Knapweed is a member of the daisy family and is sometimes known as Hardhead. It is a distinctive hairy perennial which is common in the UK often reducing crop yields if left unchecked and invading grassy lawns rapidly due to its fast seed production. Its hard dark buds which are thistle like or even described by some as tiny bristly pineapples (from which it gains the name Hardhead) open up between June and September. The flowers are a pretty purple colour and a favourite among Bees and butterflies making it an important species for these insects. The flowers appear atop the bristly buds further adding to its similarities to the thistle. It is a native species to Europe but has spread to North America.

What Culpepper says

KNAPWEED

Description. The common sort hereof has many long and somewhat dark green leaves, rising from the root, dented about the edges, and sometimes a little rent or torn on both sides in two or three places, and somewhat hairy withal; amongst which arises a long round stalk, four or five feet high, divided into many branches, at the tops whereof stand great scaly green heads, and from the middle of them thrust forth a number of dark purplish red thrumbs or threads, which after they are withered and past, there are found divers black seeds, lying in a great deal of down, somewhat like unto Thistle seed, but smaller; the root is white, hard and woody, and divers fibres annexed thereunto, which perishes not, but abides with leaves thereon all the Winter, shooting out fresh every spring.

Place.

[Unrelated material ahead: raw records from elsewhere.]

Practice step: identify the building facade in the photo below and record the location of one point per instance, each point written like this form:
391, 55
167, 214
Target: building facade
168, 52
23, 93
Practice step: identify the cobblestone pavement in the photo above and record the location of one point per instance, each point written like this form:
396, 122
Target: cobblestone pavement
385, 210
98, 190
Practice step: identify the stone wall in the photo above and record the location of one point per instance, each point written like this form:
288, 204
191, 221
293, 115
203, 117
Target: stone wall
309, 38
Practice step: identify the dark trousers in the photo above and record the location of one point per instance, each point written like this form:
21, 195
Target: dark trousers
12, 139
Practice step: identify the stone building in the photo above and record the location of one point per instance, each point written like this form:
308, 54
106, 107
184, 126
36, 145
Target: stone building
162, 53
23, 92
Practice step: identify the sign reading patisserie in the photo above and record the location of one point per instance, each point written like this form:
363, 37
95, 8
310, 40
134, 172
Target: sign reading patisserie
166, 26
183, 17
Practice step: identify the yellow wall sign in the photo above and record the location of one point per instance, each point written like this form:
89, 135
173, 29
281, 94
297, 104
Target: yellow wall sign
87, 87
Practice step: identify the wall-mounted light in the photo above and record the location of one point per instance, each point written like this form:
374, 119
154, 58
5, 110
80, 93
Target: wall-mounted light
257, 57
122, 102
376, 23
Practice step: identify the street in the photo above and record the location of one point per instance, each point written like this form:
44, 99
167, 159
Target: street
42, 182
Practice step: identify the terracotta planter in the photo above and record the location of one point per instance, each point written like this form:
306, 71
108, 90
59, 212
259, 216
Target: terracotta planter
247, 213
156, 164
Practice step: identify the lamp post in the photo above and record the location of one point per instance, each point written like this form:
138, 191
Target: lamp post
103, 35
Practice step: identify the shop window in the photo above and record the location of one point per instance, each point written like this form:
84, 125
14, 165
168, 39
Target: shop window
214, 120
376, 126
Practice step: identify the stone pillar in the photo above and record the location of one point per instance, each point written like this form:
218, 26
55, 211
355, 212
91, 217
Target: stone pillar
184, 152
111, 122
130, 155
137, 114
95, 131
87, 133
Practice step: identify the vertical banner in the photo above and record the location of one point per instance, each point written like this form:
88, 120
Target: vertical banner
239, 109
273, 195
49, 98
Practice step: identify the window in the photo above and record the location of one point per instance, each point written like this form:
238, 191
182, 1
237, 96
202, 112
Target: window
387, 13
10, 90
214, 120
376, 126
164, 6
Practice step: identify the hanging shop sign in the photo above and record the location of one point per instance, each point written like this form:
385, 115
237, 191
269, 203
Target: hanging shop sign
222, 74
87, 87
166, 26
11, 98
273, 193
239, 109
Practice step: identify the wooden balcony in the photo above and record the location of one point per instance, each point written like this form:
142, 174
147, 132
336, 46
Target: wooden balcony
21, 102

It grows in most fields and meadows, and about their borders and hedges, and in many waste grounds also every where.

Time. It usually flowers in June and July, and the seed is ripe shortly after.

Government and virtues. Saturn challenges the herb for his own. This Knapweed helps to stay fluxes, both of blood at the mouth or nose, or other outward parts, and those veins that are inwardly broken, or inward wounds, as also the fluxes of the belly; it stays distillation of thin and sharp humours from the head upon the stomach and lungs; it is good for those that are bruised by any fall, blows or otherwise, and is profitable for those that are bursten, and have ruptures, by drinking the decoction of the herb and roots in wine, and applying the same outwardly to the place. It is singularly good in all running sores, cancerous and fistulous, drying up of the moisture, and healing them up so gently, without sharpness; it doth the like to running sores or scabs of the head or other parts. It is of special use for the soreness of the throat, swelling of the uvula and jaws, and excellently good to stay bleeding, and heal up all green wounds.